第33話 逃亡の先


(聞いていなかった……! あんなやつがいるとは!)


 日頃の過激な活動によって宗教団体から追放された後、新たな団体を立ち上げようとする資金に困っていた室岡拓巳に――影から誘いがあった。救いの手だ。

 それは瑠凛学園に潜り込んで欲しいと――高等部を――を探ってこいと。

 さすれば望む資金を与えようと。

 願ってもないことだ。幸い教員免許は持っていた。その手引きによって室岡は瑠凛学園の教師として働きつつ生徒会を探っていたが、

 

 ――風時修司


 1学年、そして生徒会会計の男子生徒によって室岡の動きは邪魔されいていった。

 ならば逆に利用してやろうと室岡は動いたが上手くいかずに、結果このザマとなった。一体あの生徒は何者だ? 隠していた室岡の過去を暴いた調査能力。訓練を受けたナイフの攻撃を捌く戦闘能力。それに他にも仲間がいる。訳が分からないと室岡は混乱していた。


(クソッ!? どうして上手くいかなかったんだ!)


 計画が失敗した苛立ちを抱えながら、とりあえず今は逃げることに専念して、手引きしてくれた彼の者等に助力を願おう。安心しろ。いくらでも立て直せる。

 室岡の頭の中で新たな謀を巡らして学園校庭から学園を脱出しようとした時だった。


「――!? 君は!」

「おっと、室岡先生。そんな急いで……しかもボロボロでどうしたんですか?」


 室岡と同じく瑠凛高等部の教職員男性に出くわした。

 着ているスーツは整っているが、顔には髭剃りが残っててだらしないまま眼鏡を掛けた男。

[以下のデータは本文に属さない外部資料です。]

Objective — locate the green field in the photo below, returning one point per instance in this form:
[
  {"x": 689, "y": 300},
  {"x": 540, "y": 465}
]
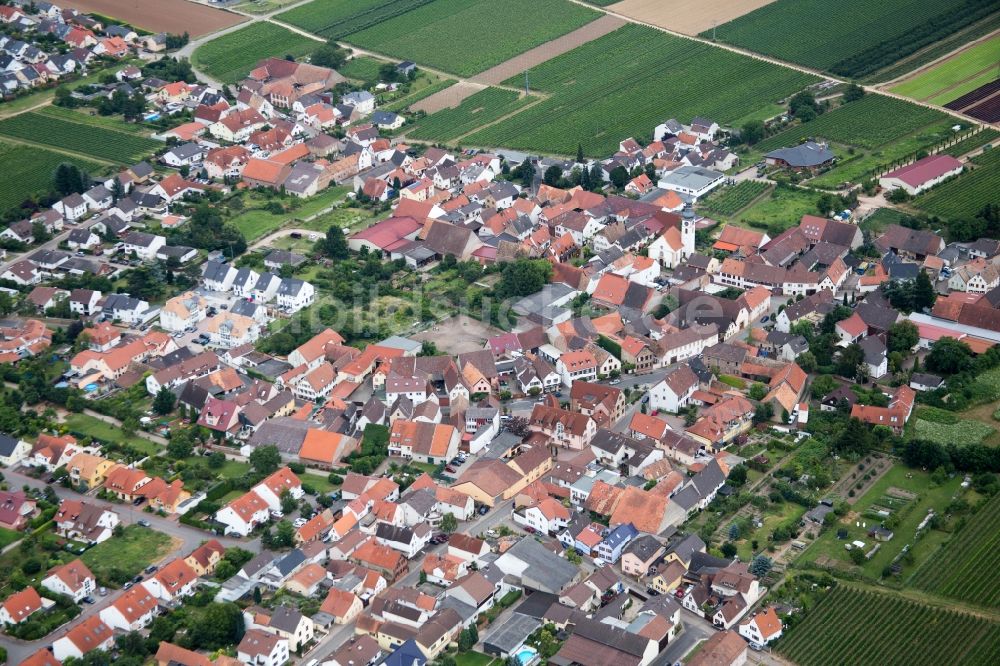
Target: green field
[
  {"x": 850, "y": 38},
  {"x": 862, "y": 123},
  {"x": 864, "y": 628},
  {"x": 654, "y": 77},
  {"x": 829, "y": 552},
  {"x": 475, "y": 111},
  {"x": 783, "y": 208},
  {"x": 335, "y": 19},
  {"x": 954, "y": 77},
  {"x": 731, "y": 200},
  {"x": 120, "y": 558},
  {"x": 956, "y": 570},
  {"x": 28, "y": 171},
  {"x": 967, "y": 145},
  {"x": 469, "y": 36},
  {"x": 966, "y": 194},
  {"x": 89, "y": 426},
  {"x": 80, "y": 134},
  {"x": 230, "y": 57},
  {"x": 258, "y": 222},
  {"x": 361, "y": 68},
  {"x": 961, "y": 432}
]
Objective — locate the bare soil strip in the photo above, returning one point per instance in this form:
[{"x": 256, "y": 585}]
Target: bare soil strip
[
  {"x": 173, "y": 16},
  {"x": 687, "y": 16},
  {"x": 500, "y": 73},
  {"x": 448, "y": 98}
]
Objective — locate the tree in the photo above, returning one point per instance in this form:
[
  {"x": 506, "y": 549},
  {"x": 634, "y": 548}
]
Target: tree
[
  {"x": 752, "y": 132},
  {"x": 760, "y": 565},
  {"x": 903, "y": 336},
  {"x": 335, "y": 243},
  {"x": 619, "y": 177},
  {"x": 552, "y": 175},
  {"x": 853, "y": 93},
  {"x": 68, "y": 179},
  {"x": 948, "y": 356},
  {"x": 850, "y": 360},
  {"x": 924, "y": 294},
  {"x": 164, "y": 401},
  {"x": 215, "y": 626},
  {"x": 448, "y": 523},
  {"x": 265, "y": 459}
]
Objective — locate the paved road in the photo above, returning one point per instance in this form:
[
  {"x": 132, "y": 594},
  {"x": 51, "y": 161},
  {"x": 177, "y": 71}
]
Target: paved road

 室岡はともかく、なぜ休日のこんな夜中の時間の学園に?と疑問があったが、今の室岡はそんなことまで考える余裕がなく、思いついたことは。


「……生徒会員1年の風時修司が、こんな夜中に学校に潜りこんで、いきなり私に暴力をふるったんだ! 確か、はずだ!? さっそく明日の職員会議にかけて彼を退学にしてもらいましょう! いいですね!?」


 冬里ひよりに見られたのは痛いが、室岡にスタンガンを食らわせた女子も瑠凛の生徒だと仮定しても、たかが3人。普段からミーハーで愚かな生徒達に愛想を振り撒いて尊敬されていた室岡が、生徒に暴力を行われたと学園で公表すれば、こっちの方が味方が多い。

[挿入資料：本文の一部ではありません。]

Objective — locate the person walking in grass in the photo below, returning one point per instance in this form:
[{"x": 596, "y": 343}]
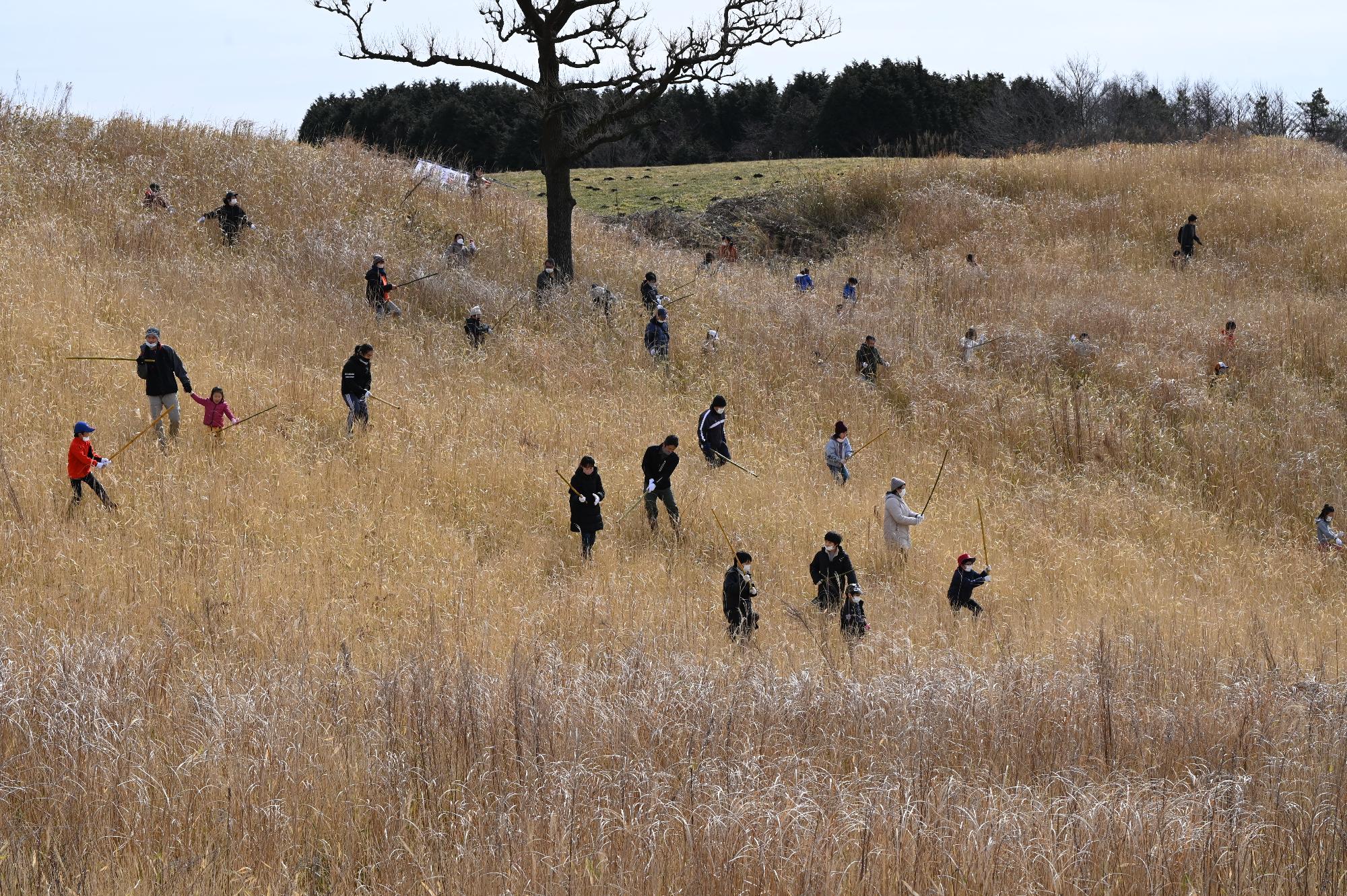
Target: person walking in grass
[
  {"x": 1329, "y": 537},
  {"x": 711, "y": 434},
  {"x": 1187, "y": 240},
  {"x": 737, "y": 599},
  {"x": 833, "y": 574},
  {"x": 899, "y": 518},
  {"x": 587, "y": 495},
  {"x": 962, "y": 584},
  {"x": 837, "y": 452},
  {"x": 658, "y": 335},
  {"x": 868, "y": 361},
  {"x": 378, "y": 289},
  {"x": 161, "y": 368},
  {"x": 476, "y": 330},
  {"x": 218, "y": 411},
  {"x": 651, "y": 296},
  {"x": 658, "y": 467},
  {"x": 232, "y": 218},
  {"x": 81, "y": 462},
  {"x": 356, "y": 380}
]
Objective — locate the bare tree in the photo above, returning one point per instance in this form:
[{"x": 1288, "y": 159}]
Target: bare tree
[{"x": 596, "y": 48}]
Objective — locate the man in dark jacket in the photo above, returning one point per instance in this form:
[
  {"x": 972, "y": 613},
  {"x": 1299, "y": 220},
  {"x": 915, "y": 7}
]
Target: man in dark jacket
[
  {"x": 549, "y": 281},
  {"x": 356, "y": 380},
  {"x": 651, "y": 296},
  {"x": 587, "y": 495},
  {"x": 658, "y": 335},
  {"x": 711, "y": 434},
  {"x": 965, "y": 580},
  {"x": 1187, "y": 237},
  {"x": 832, "y": 571},
  {"x": 737, "y": 598},
  {"x": 232, "y": 218},
  {"x": 161, "y": 368},
  {"x": 658, "y": 466},
  {"x": 868, "y": 359},
  {"x": 476, "y": 330},
  {"x": 378, "y": 289}
]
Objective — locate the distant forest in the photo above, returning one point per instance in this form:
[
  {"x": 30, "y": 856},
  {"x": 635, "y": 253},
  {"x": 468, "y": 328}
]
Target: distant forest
[{"x": 887, "y": 109}]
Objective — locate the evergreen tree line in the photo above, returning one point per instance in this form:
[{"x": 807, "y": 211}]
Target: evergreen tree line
[{"x": 887, "y": 108}]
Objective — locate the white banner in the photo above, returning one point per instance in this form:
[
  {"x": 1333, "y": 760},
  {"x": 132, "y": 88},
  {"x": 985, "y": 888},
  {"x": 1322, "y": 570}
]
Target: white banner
[{"x": 447, "y": 176}]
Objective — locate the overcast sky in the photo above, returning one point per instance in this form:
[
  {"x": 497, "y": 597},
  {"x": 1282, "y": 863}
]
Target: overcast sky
[{"x": 269, "y": 59}]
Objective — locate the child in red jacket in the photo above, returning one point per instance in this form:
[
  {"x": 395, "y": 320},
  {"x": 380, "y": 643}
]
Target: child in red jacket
[
  {"x": 218, "y": 409},
  {"x": 80, "y": 463}
]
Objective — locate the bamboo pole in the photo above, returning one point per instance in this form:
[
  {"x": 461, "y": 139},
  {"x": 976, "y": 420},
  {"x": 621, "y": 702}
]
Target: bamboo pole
[
  {"x": 165, "y": 413},
  {"x": 937, "y": 483},
  {"x": 249, "y": 417}
]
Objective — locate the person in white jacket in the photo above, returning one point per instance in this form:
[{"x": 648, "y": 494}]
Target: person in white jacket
[{"x": 899, "y": 518}]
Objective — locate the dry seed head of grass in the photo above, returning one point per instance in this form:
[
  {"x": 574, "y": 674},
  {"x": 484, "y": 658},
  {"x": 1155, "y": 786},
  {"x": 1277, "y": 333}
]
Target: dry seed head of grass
[{"x": 301, "y": 662}]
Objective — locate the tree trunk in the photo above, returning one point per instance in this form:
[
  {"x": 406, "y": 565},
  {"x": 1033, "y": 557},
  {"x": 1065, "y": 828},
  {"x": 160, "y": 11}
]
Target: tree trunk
[{"x": 560, "y": 207}]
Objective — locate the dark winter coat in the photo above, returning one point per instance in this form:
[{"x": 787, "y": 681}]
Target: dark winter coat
[
  {"x": 356, "y": 377},
  {"x": 737, "y": 599},
  {"x": 658, "y": 337},
  {"x": 587, "y": 517},
  {"x": 162, "y": 376},
  {"x": 376, "y": 285},
  {"x": 711, "y": 431},
  {"x": 964, "y": 583},
  {"x": 659, "y": 466},
  {"x": 232, "y": 218},
  {"x": 832, "y": 576},
  {"x": 650, "y": 295}
]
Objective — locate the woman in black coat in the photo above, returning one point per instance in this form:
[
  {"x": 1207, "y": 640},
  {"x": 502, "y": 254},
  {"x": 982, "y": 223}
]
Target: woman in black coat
[{"x": 587, "y": 517}]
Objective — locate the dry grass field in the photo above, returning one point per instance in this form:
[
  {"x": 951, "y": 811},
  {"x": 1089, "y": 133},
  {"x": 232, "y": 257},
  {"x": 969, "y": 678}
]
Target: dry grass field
[{"x": 301, "y": 664}]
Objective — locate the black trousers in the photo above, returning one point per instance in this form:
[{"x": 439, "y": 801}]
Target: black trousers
[{"x": 76, "y": 486}]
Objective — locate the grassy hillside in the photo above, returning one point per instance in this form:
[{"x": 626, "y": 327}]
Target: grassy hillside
[
  {"x": 317, "y": 665},
  {"x": 611, "y": 191}
]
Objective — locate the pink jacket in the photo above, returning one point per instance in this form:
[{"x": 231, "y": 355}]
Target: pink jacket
[{"x": 216, "y": 413}]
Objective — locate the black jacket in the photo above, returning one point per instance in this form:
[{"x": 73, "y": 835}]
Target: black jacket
[
  {"x": 376, "y": 288},
  {"x": 658, "y": 337},
  {"x": 832, "y": 576},
  {"x": 737, "y": 598},
  {"x": 587, "y": 516},
  {"x": 964, "y": 583},
  {"x": 162, "y": 376},
  {"x": 231, "y": 218},
  {"x": 711, "y": 431},
  {"x": 650, "y": 295},
  {"x": 356, "y": 377},
  {"x": 1189, "y": 236},
  {"x": 659, "y": 466}
]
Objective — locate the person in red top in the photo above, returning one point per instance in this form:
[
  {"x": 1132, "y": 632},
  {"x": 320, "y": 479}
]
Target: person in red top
[
  {"x": 80, "y": 463},
  {"x": 218, "y": 409}
]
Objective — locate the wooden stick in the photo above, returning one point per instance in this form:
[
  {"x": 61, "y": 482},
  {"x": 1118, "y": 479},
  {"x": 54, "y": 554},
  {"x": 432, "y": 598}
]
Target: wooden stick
[
  {"x": 141, "y": 434},
  {"x": 869, "y": 443},
  {"x": 568, "y": 482},
  {"x": 149, "y": 361},
  {"x": 731, "y": 462},
  {"x": 249, "y": 417},
  {"x": 983, "y": 522},
  {"x": 628, "y": 510},
  {"x": 937, "y": 482}
]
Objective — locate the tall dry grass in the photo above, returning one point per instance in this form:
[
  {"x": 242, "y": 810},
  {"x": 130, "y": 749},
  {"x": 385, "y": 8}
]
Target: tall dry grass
[{"x": 302, "y": 664}]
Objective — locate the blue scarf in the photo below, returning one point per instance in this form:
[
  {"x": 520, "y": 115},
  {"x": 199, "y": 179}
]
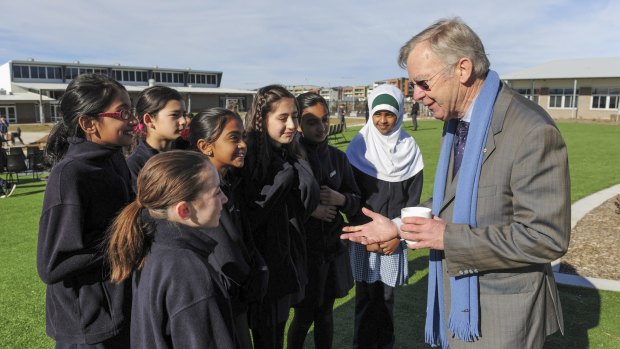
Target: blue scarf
[{"x": 464, "y": 309}]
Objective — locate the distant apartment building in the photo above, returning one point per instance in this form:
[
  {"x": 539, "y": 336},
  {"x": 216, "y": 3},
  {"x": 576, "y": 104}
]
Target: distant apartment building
[
  {"x": 402, "y": 83},
  {"x": 572, "y": 88},
  {"x": 29, "y": 90},
  {"x": 299, "y": 89}
]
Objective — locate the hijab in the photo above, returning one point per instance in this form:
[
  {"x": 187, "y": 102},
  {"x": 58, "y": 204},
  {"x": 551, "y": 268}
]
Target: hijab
[{"x": 393, "y": 157}]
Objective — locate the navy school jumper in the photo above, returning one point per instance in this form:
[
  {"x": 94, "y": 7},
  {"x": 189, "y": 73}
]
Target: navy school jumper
[{"x": 85, "y": 191}]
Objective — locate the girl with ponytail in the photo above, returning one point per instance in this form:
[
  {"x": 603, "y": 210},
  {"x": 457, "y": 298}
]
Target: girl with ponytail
[
  {"x": 88, "y": 185},
  {"x": 280, "y": 194},
  {"x": 218, "y": 133},
  {"x": 160, "y": 239}
]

「はー……そうですかぁ。それは僕のクラスの生徒がどうも迷惑をかけてすみませんでした。風時くんですか……まさか彼があなたにそんなことするなんて……とんだ問題を起こしてくれましたね」


 今の必死な訴えが彼に届いたのか室岡は安堵する。



「――と、でも言うと思いました?」



「…………は? な、何を言っているんですか……?」


 室岡の思考がフリーズする。


「実は僕も――あなたのことは怪しいと思っていましてねー。そうでしたかぁ。風時くんはもう突き止めたんですね。さすがですよ」


 1人でウンウンと頷いて独り言をしている眼の前の男性教師に対して室岡は全く状況が理解出来ないでいた。何がどうなっているんだ? と


「第一、僕のクラスの生徒が理由もなく暴力を振るうわけないじゃないですか。

 ――勝手なことを言わないでください」

「ッ!?」


 瞬間――この男からは風時修司と同じ匂いを感じ取った室岡は警戒の構えを取る。

 まだ服の中に隠し持っているナイフがある。

 今ここで、こいつを始末しておこうと考えると同時にナイフを取り出した。


「……がはっ!? な……なぜ……」


 その男の動きが全く見えなかった。

 もう既に室岡の鳩尾に――男の鉄拳突きが叩き込まれていた。

 戦闘の疲労、直前にスタンガンを食らっていたせいもあってか完全に気を失った室岡はバタっと地面に突っ伏してしまう。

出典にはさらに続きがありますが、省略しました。